Un rapport du Gouvernement présentera, tous les trois ans, l’état d’avancement des projets, et surtout les actions de réduction du rythme de cette artificialisation que l’État entend mettre en œuvre pour respecter ses propres engagements : utilisation des friches lui appartenant ; financement ou actions de renaturation. Nous avons aussi obtenu une comptabilisation séparée de l’artificialisation des projets d’envergure régionale au sein du Sraddet.

Seconde avancée : la réappropriation des friches, qui sont autant de terrains disponibles pouvant être réinvestis ou renaturés.

Compte tenu de l’importance des enjeux de territorialisation et de mutualisation, les territoires pourront désormais bénéficier, en toute transparence, d’un état exhaustif et documenté du stock disponible, des détails sur la localisation des terrains par département, sur leur nature et leur statut juridique, ainsi que d’une estimation des coûts des opérations de renaturation.

Lors de l’examen du texte en séance publique, nous souhaitons formuler des propositions sur la réhabilitation du bâti existant, car celle-ci répond, à la fois, aux objectifs du ZAN et aux besoins de logements ou de nouvelles activités dans les territoires ruraux.

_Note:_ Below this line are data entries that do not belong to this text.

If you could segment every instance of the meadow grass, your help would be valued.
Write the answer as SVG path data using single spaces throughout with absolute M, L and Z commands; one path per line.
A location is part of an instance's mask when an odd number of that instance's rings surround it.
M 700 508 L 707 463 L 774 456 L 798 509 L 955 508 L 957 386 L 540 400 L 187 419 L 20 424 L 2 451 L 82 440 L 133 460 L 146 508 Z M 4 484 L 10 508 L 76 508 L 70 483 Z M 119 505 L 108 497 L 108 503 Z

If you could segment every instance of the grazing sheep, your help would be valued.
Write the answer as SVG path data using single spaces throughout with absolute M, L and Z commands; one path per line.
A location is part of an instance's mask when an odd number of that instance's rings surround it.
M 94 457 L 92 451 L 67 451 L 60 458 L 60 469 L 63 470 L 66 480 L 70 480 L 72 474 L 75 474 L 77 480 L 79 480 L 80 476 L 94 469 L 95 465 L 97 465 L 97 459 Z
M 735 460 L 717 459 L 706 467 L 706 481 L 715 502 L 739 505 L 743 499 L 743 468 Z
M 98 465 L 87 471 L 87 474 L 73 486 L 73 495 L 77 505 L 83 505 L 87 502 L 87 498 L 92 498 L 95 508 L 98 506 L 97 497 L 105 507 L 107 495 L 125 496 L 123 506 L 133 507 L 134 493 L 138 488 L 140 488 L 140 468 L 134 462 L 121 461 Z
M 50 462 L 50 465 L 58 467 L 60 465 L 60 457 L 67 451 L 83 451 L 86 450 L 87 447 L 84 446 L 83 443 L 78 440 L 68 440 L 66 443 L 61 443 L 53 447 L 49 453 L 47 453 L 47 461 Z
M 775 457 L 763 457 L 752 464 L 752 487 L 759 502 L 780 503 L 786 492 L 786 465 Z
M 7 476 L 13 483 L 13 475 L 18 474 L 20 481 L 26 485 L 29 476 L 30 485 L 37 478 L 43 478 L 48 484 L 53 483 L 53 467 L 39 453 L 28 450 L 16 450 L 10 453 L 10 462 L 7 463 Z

Un amendement visera à prévoir des dispositions spécifiques pour les bâtiments agricoles.

De même, nous proposerons un amendement tendant à insérer un article additionnel en vue de pondérer l’artificialisation issue de projets de construction ou d’aménagement pour des opérations destinées à la réalisation de programmes comportant majoritairement des logements sociaux.

Monsieur le ministre, quelques points devront être résolus durant nos débats : les modalités de mise en œuvre de la garantie rurale ; le choix entre rapport de compatibilité et rapport de prise en compte pour les règles du fascicule du Sraddet ; enfin, dans une moindre mesure, la qualification des pelouses et jardins en terrains artificialisés ou non.

Il nous faudra alors aborder la nécessaire suite qui s’imposera après le vote de cette loi, à savoir les questions de la fiscalité et du financement, qui sont, comme toujours, les sujets qui fâchent le plus.

Je salue, monsieur le ministre, votre volonté de laisser au Sénat la primauté des améliorations à apporter pour une application raisonnée du ZAN.

Cette question concerne évidemment en premier lieu les territoires et leurs élus. J’espère donc que nos débats et la commission mixte paritaire qui suivra seront rapidement conclusifs ! Nous aurons obtenu l’essentiel : que nos maires disposent enfin de clés d’application pour tenir cet objectif.